Just in 2015, many players retired early in an effort to conserve their health, mainly including their mental health. Chris Borland, a case of early retirement, retired in March due to his concern with head trauma and how his few concussions would eventually affect him later in life. “I’m concerned that if you wait until you have symptoms, it’s already too late,” Borland told ESPN’s “Outside the Lines.”

I’m concerned that if you wait until you have symptoms, it’s already too late”

— Retired linebacker Chris Borland

Some players, however, seem to not be concerned at all about their past and what it will do to their future. A recent case involves current St. Louis Rams wide receiver Wes Welker. Welker has had a long history with concussions in his career. He was once diagnosed with three concussions in a ten month period.

There were rumours that Welker was being blackballed from the NFL after his long history with head trauma. However, on Nov. 9 Welker was signed to a 1-year, $1.8 million deal with the St. Louis Rams. Many players, including Champ Bailey, a previous teammate of Welker’s, have expressed their desire for Wes Welker to retire due to his concussion history.

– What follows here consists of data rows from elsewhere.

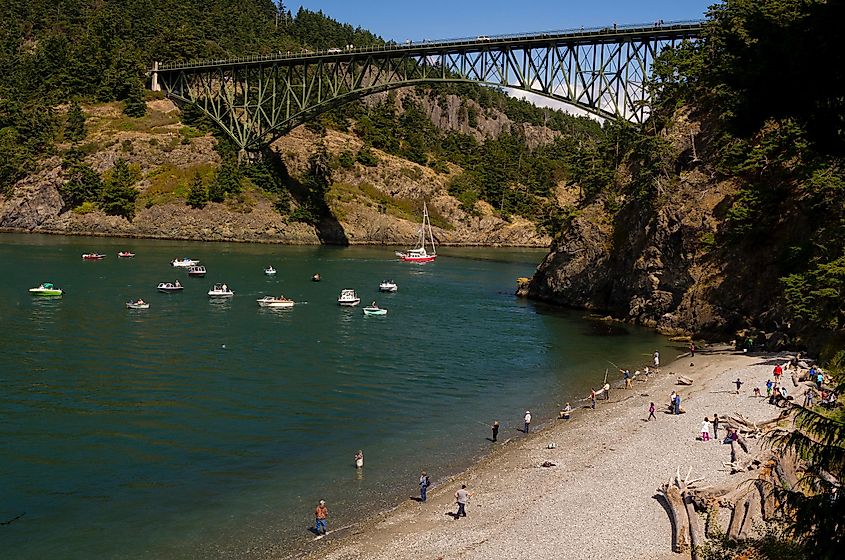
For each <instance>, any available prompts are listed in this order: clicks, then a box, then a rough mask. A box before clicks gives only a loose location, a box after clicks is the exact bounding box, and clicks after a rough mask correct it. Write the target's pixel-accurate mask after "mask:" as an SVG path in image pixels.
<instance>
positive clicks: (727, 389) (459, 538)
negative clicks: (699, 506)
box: [305, 348, 798, 560]
mask: <svg viewBox="0 0 845 560" xmlns="http://www.w3.org/2000/svg"><path fill="white" fill-rule="evenodd" d="M783 361H785V359H784V358H783V357H775V356H761V355H747V354H742V353H736V352H733V351H729V350H727V349H724V348H722V349H718V348H713V349H704V350H703V351H702V352H701V353H698V354H697V355H696V356H695V357H694V358H690V357H686V358H681V359H679V360H678V361H676V362H674V363H671V364H669V365H668V366H665V367H663V368H662V369H661V373H660V374H658V375H652V376H651V378H650V379H649V380H647V381H646V380H644V379H643V378H642V376H640V377H639V378H637V380H635V382H634V386H633V389H627V390H626V389H615V390H614V391H612V392H611V400H610V401H601V400H600V401H598V406H597V408H596V410H591V409H590V408H589V402H587V403H586V407H583V408H576V410H575V411H574V412H573V415H572V417H573V418H572V420H569V421H566V420H549V422H548V424H547V425H546V426H545V427H544V428H543V429H541V430H538V431H537V432H536V433H532V434H530V435H528V436H523V435H522V434H519V435H518V436H517V437H513V438H511V439H509V440H506V441H504V442H500V443H497V444H491V445H494V446H495V448H494V449H493V451H492V452H491V454H490V455H489V456H488V457H487V458H486V459H484V460H483V461H481V462H480V463H479V464H477V465H474V466H473V467H471V468H469V469H468V470H466V471H464V472H463V473H461V474H459V475H458V476H455V477H453V478H452V479H450V480H449V481H446V482H443V483H441V484H439V485H437V486H435V487H434V488H432V489H431V490H429V499H428V501H427V502H426V503H419V502H416V501H412V500H408V501H407V502H404V503H402V504H400V505H399V506H398V507H397V508H396V509H394V510H393V511H390V512H385V513H383V514H381V515H379V516H375V517H374V518H373V519H371V520H370V521H368V522H366V523H364V524H362V525H358V526H355V527H350V528H346V529H343V530H339V531H337V532H335V533H331V534H330V535H329V536H328V537H326V538H325V539H322V540H320V541H317V542H315V543H314V548H313V549H312V550H311V551H309V552H307V553H306V554H305V558H309V559H311V558H314V559H316V558H326V559H331V560H346V559H353V558H355V559H357V558H362V559H363V558H366V559H385V560H386V559H402V558H407V559H415V560H417V559H432V560H433V559H447V558H460V559H472V560H475V559H478V560H482V559H485V560H487V559H497V560H506V559H522V558H562V557H565V556H570V555H576V554H577V555H586V557H588V558H592V559H604V558H607V559H611V558H612V559H618V558H631V559H646V558H648V559H661V558H667V559H668V558H679V557H681V555H677V554H673V553H672V552H671V537H672V536H671V525H670V522H669V518H668V516H667V514H666V512H665V511H664V509H663V507H662V506H661V505H660V502H659V501H657V500H656V499H655V495H656V490H657V488H658V487H659V486H660V485H661V484H662V483H663V482H665V481H667V480H669V478H670V477H671V476H672V475H674V473H675V471H676V469H677V468H680V470H681V474H682V475H685V474H686V472H687V470H688V469H689V468H690V467H691V468H692V476H693V477H703V478H704V481H703V482H701V483H700V484H702V485H703V484H719V483H720V482H724V481H725V480H726V479H728V478H730V476H731V475H730V474H729V472H728V471H727V469H725V468H724V466H723V462H727V461H729V460H730V446H728V445H723V444H722V443H721V440H722V439H723V438H724V435H725V433H724V431H723V429H721V430H720V437H719V438H718V439H717V440H712V439H711V440H710V441H699V440H697V439H696V438H697V436H698V435H699V430H700V426H701V423H702V421H703V419H704V417H705V416H707V417H710V418H711V419H712V417H713V414H714V413H715V414H718V415H719V416H720V417H721V416H725V415H729V414H735V413H737V412H739V413H742V414H743V415H745V416H746V417H748V418H749V419H751V420H754V421H761V420H766V419H769V418H772V417H774V416H776V415H777V413H778V412H779V411H780V410H779V409H777V408H774V407H772V406H771V405H769V404H768V402H767V400H766V399H765V398H755V397H753V396H752V392H753V389H754V387H759V388H760V389H761V390H762V392H763V394H764V395H765V382H766V380H767V379H768V378H769V376H770V375H771V372H772V368H773V367H774V364H775V363H776V362H783ZM678 375H684V376H687V377H690V378H692V379H693V380H694V384H693V385H691V386H680V385H676V380H677V376H678ZM737 378H740V379H741V380H742V381H743V382H744V384H743V386H742V390H741V391H740V394H738V395H737V394H736V393H735V386H734V385H733V383H732V382H733V381H734V380H735V379H737ZM673 389H675V390H677V391H678V393H679V394H680V395H681V397H682V408H683V409H684V410H685V414H681V415H678V416H675V415H670V414H666V413H665V412H664V410H666V407H667V405H668V401H669V394H670V393H671V391H672V390H673ZM795 391H796V393H794V394H797V391H798V390H797V389H795ZM651 401H654V403H655V405H656V407H657V411H656V415H657V420H656V421H654V420H652V421H651V422H647V421H646V417H647V416H648V405H649V402H651ZM572 405H573V407H575V406H576V405H578V406H582V405H584V403H583V402H581V403H574V402H573V403H572ZM539 420H542V419H538V418H535V423H539V422H538V421H539ZM551 443H554V446H553V448H549V447H550V446H549V444H551ZM749 445H750V447H749V451H750V452H751V453H752V454H753V453H755V452H756V451H757V450H758V449H759V447H758V446H759V445H760V442H758V441H756V440H750V441H749ZM546 461H549V462H552V463H555V466H553V467H541V466H540V465H541V464H542V463H544V462H546ZM462 483H465V484H466V485H467V489H468V490H469V491H470V492H472V493H473V495H472V497H471V500H470V503H469V505H468V506H467V514H468V515H467V517H465V518H461V519H455V518H454V517H453V516H452V515H450V513H452V512H455V511H456V506H455V503H454V502H455V500H454V494H455V491H456V490H457V489H458V488H460V485H461V484H462ZM415 488H416V483H415V481H409V485H408V489H409V492H410V493H413V492H414V490H415ZM330 528H331V526H330Z"/></svg>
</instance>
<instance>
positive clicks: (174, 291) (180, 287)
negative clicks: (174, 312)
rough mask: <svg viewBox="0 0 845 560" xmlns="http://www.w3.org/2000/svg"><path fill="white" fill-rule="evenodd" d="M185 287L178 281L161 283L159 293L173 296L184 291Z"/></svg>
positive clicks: (158, 286) (160, 284) (159, 285)
mask: <svg viewBox="0 0 845 560" xmlns="http://www.w3.org/2000/svg"><path fill="white" fill-rule="evenodd" d="M184 289H185V288H184V286H182V284H181V283H180V282H179V281H178V280H177V281H175V282H159V285H158V291H159V292H161V293H163V294H172V293H175V292H181V291H182V290H184Z"/></svg>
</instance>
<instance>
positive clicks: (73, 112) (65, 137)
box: [65, 101, 86, 142]
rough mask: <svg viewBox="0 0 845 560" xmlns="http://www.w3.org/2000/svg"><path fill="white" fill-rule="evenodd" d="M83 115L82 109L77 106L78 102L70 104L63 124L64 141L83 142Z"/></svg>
mask: <svg viewBox="0 0 845 560" xmlns="http://www.w3.org/2000/svg"><path fill="white" fill-rule="evenodd" d="M85 135H86V131H85V114H84V113H83V112H82V107H80V106H79V102H78V101H73V102H71V104H70V109H68V112H67V121H66V122H65V140H70V141H71V142H81V141H82V140H85Z"/></svg>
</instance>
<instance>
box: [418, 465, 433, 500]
mask: <svg viewBox="0 0 845 560" xmlns="http://www.w3.org/2000/svg"><path fill="white" fill-rule="evenodd" d="M429 486H431V479H430V478H429V477H428V474H426V472H425V471H423V472H422V473H420V501H421V502H424V501H426V499H428V496H427V492H428V487H429Z"/></svg>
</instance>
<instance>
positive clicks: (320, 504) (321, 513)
mask: <svg viewBox="0 0 845 560" xmlns="http://www.w3.org/2000/svg"><path fill="white" fill-rule="evenodd" d="M314 517H315V518H316V521H315V522H314V532H315V533H317V534H318V535H325V534H326V533H327V531H326V519H328V517H329V509H328V508H327V507H326V501H325V500H320V503H319V504H317V508H316V509H315V510H314Z"/></svg>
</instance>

“I don’t want Wes to play for my own personal reasons,” Bailey told sports website SBNation, “I’ve seen him get concussions, it scares me.” Bailey has also expressed how Welker will most likely have difficulty after football and that he should think about his future.

“It’s a serious thing when you start talking about your head,” Bailey said, “For him to have to worry about that at a young age that he is now, he has to think about those years to come.”

Many people don’t know the severity that one concussion can have on a person. When professionals get a concussion, the common fan would think, “Oh, he got a concussion, he’ll be back soon and be fine.” However, the fact of the matter is that he will not be just “fine.”

These new studies of common head trauma should shed light on a very important matter that not many fans know about. Hopefully fans, and even the players, will no longer dismiss concussions as just another injury and realize what horrific impacts it could have in their future.